Newsrooms under Baron have won a plethora of awards, including 16 Pulitzer Prizes. Six of those were earned while he was the executive editor of the Boston Globe. The Globe was awarded the Pulitzer Prize for Public Service in 2003 for its investigation into clergy sex abuse in the Catholic Church.

“The day before I was to start, on that Sunday there was a column by Eileen McNamara, a regular columnist at the Globe and she talked about the case of a particular priest John Geoghan who had been accused of abusing as many as 80 kids, and at the end of the column she pointed out that the lawyer for the plaintiffs had alleged that the Cardinal himself, Cardinal Law, was aware of this abuse and yet re-assigned this particular priest from parish to parish,” said Baron in an interview with The Suffolk Journal.

“At the end of the column she said, ‘the truth may never be known,’ which is like chum to journalists. If you say the truth may never be known, well the truth should be known and we should be going after it,” said Baron.

The story of the Globe’s Spotlight team investigation into the Catholic Church was later portrayed in the Academy Award-winning film “Spotlight.” Baron has seen the film and believes it gave great insight into how journalism is actually practiced.

“It gave great insight into how journalism is actually practiced. It was terrific in terms of reminding publishers and owners and editors the importance of investigative journalism, and then reminding the public of why we need investigative journalism,” said Baron to The Journal.
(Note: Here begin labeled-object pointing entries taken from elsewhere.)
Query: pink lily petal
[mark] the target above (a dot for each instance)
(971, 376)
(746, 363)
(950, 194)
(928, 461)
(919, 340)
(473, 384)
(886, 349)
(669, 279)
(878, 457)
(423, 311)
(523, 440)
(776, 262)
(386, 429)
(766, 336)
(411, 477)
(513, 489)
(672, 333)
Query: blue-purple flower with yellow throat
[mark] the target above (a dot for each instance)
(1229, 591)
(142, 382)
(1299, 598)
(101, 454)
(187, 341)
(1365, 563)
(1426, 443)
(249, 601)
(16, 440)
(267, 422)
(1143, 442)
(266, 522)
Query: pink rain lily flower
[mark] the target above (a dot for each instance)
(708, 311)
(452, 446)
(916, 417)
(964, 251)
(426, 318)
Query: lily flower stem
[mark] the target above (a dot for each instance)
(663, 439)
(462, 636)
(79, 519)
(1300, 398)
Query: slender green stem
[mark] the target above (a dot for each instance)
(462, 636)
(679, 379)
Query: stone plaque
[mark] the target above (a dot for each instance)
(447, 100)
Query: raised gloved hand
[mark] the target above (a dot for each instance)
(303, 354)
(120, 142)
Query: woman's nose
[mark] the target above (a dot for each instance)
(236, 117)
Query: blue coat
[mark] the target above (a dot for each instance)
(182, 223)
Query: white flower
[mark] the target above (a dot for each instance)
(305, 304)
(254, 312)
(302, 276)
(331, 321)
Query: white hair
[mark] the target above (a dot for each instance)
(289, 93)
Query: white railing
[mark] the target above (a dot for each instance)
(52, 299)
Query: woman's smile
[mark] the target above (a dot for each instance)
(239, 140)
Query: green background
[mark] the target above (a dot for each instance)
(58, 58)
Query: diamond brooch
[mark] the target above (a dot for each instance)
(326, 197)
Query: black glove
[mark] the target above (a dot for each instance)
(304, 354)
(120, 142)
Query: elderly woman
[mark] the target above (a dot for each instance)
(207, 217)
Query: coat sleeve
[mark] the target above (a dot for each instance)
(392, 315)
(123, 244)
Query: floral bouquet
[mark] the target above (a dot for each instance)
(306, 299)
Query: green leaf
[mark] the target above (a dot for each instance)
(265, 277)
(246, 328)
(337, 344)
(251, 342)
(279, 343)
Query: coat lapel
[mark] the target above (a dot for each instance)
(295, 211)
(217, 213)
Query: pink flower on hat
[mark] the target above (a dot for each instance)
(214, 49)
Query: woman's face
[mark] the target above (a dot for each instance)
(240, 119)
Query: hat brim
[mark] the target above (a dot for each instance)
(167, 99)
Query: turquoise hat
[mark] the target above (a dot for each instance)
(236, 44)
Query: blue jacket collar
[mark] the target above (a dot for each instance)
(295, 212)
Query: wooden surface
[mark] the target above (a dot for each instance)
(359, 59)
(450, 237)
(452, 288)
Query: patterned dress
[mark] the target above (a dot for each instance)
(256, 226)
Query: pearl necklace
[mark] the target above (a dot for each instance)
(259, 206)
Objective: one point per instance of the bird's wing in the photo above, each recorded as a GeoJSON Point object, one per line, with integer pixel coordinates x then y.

Baron spoke to the audience about the necessity of journalism in protecting the public from people in power and how the public’s trust in news outlets is crucial for maintaining democracy. In order to accomplish this, Baron strives to be transparent as a journalist, and make it clear what kind of work he does and why.

“I make sure that we do the kinds of stories that matter to ordinary people and that we do those sorts of stories regularly, and we get out into the country and into their communities so people see us and see that we’re writing about the things that matter to them, the issues that they care about,” said Baron to The Journal.

The forum concluded with Baron answering questions from the audience, which provided even more insight into his life and career as both a journalist and editor.

“On behalf of Suffolk University I want to say we are especially honored to have Marty Baron with us tonight. Whether it was during your time at Morrissey Boulevard or now in our nation’s capital, we have admired your integrity and your unwavering commitment to the spirit of the First Amendment,” said Suffolk University President Marisa Kelly during the forum. “From near and afar we have read as you and the dedicated journalists that you have led have sought out the truth and brought it to light.”